Uang adalah segalanya

Uang tidak ada artinya

Senjata modern (tank, pistol,dll)

Senjata tradisional (pedang)

Walaupun begitu, selain gambaran oposisi-biner di atas, didapati juga unsur yang
saling menyatukan kedua unsur yang saling berlawanan, yaitu kedua negeri tersebut
sama-sama penganut islam yang taat, sama-sama cinta akan kedamaian dan sama-sama
menjadikan Qur'an sebagai penuntun.
Islam
Cinta kedamaian
Qur'an sebagai pedoman
Kontradiksi menarik yang dioposisikan pada perbedaan-perbedaan antara Hobeika
versus Salmaah itulah yang kemudian menggerakkan peperangan besar dimana
suku-suku lain juga turut masuk ke dalam pusaran konflik. Ada masa dimana perbedaan
mencair dan konflik meredam, namun ada juga masa dimana perbedaan menegas dan
perang muncul ke permukaan. Bukan semata perang adu fisik, melainkan perang yang
menyimbolkan dua dimensi kultural dengan nilai-nilai berbeda yang juga dapat diartikan
sebagai gambaran lain dari pertarungan resim ekonomi subsisten melawan resim ekonomi

industri.
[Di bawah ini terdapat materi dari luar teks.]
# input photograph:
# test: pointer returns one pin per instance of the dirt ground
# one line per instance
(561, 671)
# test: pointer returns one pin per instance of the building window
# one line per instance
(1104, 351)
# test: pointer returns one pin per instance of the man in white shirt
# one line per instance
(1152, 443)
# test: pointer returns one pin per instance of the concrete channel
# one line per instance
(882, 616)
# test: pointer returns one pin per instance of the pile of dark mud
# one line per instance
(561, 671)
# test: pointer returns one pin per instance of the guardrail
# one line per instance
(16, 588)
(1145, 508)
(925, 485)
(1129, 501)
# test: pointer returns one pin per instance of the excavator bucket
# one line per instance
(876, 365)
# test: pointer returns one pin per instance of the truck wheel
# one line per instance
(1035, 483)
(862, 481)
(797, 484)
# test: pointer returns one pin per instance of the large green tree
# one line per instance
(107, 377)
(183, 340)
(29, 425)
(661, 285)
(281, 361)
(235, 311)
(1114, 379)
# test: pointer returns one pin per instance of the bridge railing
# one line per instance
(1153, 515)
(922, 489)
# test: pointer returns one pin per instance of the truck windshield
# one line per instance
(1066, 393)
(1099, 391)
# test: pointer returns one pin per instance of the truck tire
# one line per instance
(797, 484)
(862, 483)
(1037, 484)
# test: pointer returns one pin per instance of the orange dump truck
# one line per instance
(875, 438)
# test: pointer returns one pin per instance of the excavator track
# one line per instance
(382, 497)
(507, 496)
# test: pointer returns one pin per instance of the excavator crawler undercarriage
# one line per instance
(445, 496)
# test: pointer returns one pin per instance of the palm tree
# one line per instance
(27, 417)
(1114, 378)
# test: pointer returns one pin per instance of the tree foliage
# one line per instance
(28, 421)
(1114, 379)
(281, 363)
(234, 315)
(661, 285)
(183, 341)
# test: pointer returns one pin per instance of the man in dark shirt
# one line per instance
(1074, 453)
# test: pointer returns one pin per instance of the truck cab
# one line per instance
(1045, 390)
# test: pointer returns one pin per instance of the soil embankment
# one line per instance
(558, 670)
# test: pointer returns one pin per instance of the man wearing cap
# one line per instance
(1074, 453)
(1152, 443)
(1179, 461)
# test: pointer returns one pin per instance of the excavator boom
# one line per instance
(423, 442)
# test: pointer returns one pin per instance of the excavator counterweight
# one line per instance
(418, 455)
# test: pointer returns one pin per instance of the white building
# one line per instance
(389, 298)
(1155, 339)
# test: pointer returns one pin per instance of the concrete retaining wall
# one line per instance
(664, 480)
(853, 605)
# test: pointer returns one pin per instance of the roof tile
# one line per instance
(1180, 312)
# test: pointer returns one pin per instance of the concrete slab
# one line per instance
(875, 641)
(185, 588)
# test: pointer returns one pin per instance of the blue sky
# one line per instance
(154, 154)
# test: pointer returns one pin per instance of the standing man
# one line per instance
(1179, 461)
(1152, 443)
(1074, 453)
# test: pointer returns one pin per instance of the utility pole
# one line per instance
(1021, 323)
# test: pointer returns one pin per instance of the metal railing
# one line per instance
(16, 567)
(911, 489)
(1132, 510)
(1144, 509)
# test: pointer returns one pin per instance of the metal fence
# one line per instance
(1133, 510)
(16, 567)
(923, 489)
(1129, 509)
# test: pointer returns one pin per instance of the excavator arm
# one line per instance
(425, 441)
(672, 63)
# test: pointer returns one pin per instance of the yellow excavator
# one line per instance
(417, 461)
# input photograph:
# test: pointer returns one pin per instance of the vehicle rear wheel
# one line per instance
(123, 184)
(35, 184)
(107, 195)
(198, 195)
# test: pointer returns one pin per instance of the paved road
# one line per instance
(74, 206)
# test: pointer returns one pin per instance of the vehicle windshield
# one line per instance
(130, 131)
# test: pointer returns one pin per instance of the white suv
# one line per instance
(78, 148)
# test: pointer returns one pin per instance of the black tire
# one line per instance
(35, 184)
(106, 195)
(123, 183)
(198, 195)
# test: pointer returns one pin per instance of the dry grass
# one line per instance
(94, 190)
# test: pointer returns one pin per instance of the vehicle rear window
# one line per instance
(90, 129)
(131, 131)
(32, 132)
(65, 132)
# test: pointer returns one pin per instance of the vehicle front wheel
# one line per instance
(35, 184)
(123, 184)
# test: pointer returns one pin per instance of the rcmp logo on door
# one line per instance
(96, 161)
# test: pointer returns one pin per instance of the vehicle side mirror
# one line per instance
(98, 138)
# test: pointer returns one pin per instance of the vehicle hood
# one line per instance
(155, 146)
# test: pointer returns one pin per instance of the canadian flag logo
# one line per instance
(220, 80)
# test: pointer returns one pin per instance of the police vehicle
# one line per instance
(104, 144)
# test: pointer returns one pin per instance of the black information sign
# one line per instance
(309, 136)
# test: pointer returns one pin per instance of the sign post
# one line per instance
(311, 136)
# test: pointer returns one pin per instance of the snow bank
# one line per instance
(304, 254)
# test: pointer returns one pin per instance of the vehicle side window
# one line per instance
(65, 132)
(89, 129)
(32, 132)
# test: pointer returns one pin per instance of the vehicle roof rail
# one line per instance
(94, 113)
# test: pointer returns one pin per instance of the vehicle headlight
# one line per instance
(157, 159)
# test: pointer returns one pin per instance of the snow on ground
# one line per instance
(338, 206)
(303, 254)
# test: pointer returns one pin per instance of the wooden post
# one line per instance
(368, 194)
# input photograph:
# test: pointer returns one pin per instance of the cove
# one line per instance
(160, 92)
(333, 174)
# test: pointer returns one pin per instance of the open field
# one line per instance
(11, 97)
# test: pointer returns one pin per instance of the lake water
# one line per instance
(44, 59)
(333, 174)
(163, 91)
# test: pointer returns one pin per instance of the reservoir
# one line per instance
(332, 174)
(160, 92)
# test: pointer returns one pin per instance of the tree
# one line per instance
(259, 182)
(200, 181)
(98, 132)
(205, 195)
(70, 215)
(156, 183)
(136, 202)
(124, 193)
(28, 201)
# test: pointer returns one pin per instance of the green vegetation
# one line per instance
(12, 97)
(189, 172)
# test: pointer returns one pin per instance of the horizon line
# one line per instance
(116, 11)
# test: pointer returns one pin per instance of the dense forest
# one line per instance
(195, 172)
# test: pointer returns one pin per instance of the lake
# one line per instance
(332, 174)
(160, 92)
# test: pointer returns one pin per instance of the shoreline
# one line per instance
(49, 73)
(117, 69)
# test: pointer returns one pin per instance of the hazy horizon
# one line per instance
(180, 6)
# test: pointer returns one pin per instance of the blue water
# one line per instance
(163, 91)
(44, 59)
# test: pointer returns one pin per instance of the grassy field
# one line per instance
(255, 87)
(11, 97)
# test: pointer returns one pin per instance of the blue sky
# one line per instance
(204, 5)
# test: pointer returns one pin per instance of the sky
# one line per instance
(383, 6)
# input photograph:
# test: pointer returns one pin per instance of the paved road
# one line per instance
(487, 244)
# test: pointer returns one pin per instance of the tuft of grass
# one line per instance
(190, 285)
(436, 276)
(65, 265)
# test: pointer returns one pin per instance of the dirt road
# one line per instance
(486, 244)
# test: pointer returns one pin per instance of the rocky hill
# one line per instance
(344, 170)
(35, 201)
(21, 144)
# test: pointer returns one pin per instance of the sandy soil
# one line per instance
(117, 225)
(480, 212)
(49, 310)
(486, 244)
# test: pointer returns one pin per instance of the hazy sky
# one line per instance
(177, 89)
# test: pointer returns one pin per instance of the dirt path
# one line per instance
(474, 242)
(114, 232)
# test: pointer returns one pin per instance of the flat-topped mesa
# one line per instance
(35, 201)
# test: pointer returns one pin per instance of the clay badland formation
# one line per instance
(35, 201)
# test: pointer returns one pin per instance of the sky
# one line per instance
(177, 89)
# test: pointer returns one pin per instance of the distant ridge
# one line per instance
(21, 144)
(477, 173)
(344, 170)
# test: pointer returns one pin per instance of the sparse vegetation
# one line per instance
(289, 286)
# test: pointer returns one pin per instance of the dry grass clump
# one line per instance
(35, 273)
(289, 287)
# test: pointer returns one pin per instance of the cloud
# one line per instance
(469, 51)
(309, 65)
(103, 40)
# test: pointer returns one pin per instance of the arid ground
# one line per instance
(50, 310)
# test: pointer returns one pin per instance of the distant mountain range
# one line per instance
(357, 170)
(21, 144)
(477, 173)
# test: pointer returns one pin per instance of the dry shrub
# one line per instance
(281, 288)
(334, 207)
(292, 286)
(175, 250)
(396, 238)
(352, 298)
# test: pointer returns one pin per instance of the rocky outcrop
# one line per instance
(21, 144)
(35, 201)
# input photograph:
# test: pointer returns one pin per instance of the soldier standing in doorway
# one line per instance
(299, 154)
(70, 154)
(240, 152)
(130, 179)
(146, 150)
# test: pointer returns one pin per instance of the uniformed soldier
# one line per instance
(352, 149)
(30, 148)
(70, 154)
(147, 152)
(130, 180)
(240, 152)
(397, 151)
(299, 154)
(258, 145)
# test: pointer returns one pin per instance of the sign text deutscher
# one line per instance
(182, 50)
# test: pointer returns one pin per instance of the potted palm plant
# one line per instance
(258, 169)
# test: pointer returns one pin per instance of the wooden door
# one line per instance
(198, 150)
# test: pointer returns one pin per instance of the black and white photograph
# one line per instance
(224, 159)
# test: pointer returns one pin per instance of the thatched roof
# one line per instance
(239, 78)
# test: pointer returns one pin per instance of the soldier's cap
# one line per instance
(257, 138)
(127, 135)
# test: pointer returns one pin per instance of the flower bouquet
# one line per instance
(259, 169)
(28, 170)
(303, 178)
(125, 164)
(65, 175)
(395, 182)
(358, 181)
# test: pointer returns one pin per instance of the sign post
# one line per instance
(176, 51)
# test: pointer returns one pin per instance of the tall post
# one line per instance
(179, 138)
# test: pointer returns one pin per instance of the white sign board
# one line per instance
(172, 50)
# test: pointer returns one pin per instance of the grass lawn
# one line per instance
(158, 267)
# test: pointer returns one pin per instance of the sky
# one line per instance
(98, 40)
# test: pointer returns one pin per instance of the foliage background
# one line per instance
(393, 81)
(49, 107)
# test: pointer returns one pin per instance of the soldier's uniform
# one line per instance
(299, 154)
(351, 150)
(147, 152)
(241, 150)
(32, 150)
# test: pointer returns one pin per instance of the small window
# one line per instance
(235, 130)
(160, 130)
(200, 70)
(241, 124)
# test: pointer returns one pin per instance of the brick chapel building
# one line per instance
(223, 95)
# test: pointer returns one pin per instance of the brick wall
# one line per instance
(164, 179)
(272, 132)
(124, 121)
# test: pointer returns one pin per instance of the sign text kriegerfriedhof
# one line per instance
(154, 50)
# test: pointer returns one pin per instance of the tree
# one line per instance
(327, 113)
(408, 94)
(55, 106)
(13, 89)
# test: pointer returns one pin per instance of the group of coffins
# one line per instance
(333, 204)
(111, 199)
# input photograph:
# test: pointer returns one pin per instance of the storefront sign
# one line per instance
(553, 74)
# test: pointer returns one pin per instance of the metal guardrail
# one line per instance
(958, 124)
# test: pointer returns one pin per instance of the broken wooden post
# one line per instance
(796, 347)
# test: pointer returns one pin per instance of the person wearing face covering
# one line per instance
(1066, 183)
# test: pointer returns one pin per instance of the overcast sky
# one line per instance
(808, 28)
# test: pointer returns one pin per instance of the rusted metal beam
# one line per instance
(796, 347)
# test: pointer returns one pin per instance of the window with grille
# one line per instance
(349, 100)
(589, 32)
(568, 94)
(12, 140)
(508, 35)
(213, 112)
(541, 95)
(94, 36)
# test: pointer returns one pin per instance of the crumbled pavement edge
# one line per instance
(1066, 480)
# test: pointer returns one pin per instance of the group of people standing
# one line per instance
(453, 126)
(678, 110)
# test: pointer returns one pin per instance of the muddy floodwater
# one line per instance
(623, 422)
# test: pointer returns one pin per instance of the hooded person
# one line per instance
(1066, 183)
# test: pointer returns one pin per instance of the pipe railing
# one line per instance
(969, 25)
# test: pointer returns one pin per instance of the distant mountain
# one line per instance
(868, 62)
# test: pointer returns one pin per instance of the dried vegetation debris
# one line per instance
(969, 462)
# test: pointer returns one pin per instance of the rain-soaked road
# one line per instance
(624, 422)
Sementara itu komodifikasi minyak di negeri Hobeika sejak diperkenalkan oleh
orang-orang Texas menyebabkan suku sekitar memasuki zona krisis subsistensi. Lambat
laun mereka mulai melihat peluang ekonomi baru dari usaha minyak yang dilakukan oleh
pemimpin Hobeika. Di akhir cerita, pihak yang kekeuh dengan nilai-nilai lama mesti
menerima kekalahan total atas datangnya nilai-nilai yang dibawa dari dunia jaman baru:
resim ekonomi industri.

Referensi
-

Roland Barthes, 2000, Matinya Sang Pengarang, dalam kumpulan esai Hidup
Matinya Sang Pengarang: Esai-esai tentang Kepengarangan oleh Sastrawan dan
Filsuf. Jakarta: Yayasan Obor Indonesia.
Simatupang, Lono. 2006. Memahami Jagad Seni sebagai Refleksi Kemanusiaan,
dalam Pergelaran: Sebuah Mozaik Penelitian Seni-Budaya, tahun 2013.
Yogyakarta: Jalasutra.
Storey, John. 2007. Cultural Studies dan Kajian Budaya Pop. Yogyakarta:
Jalasutra.
Sumintarsih. 1997. Merajut Kerjasama, Menjangkau Pasar: Siasat Resiprositas
dalam Usaha Kerajinan Agel di Kulon Progo, Yogyakarta dalam Ekonomi Moral,
Rasional dan Politik dalam Industri Kecil di Jawa. Yogyakarta: Kepel Press.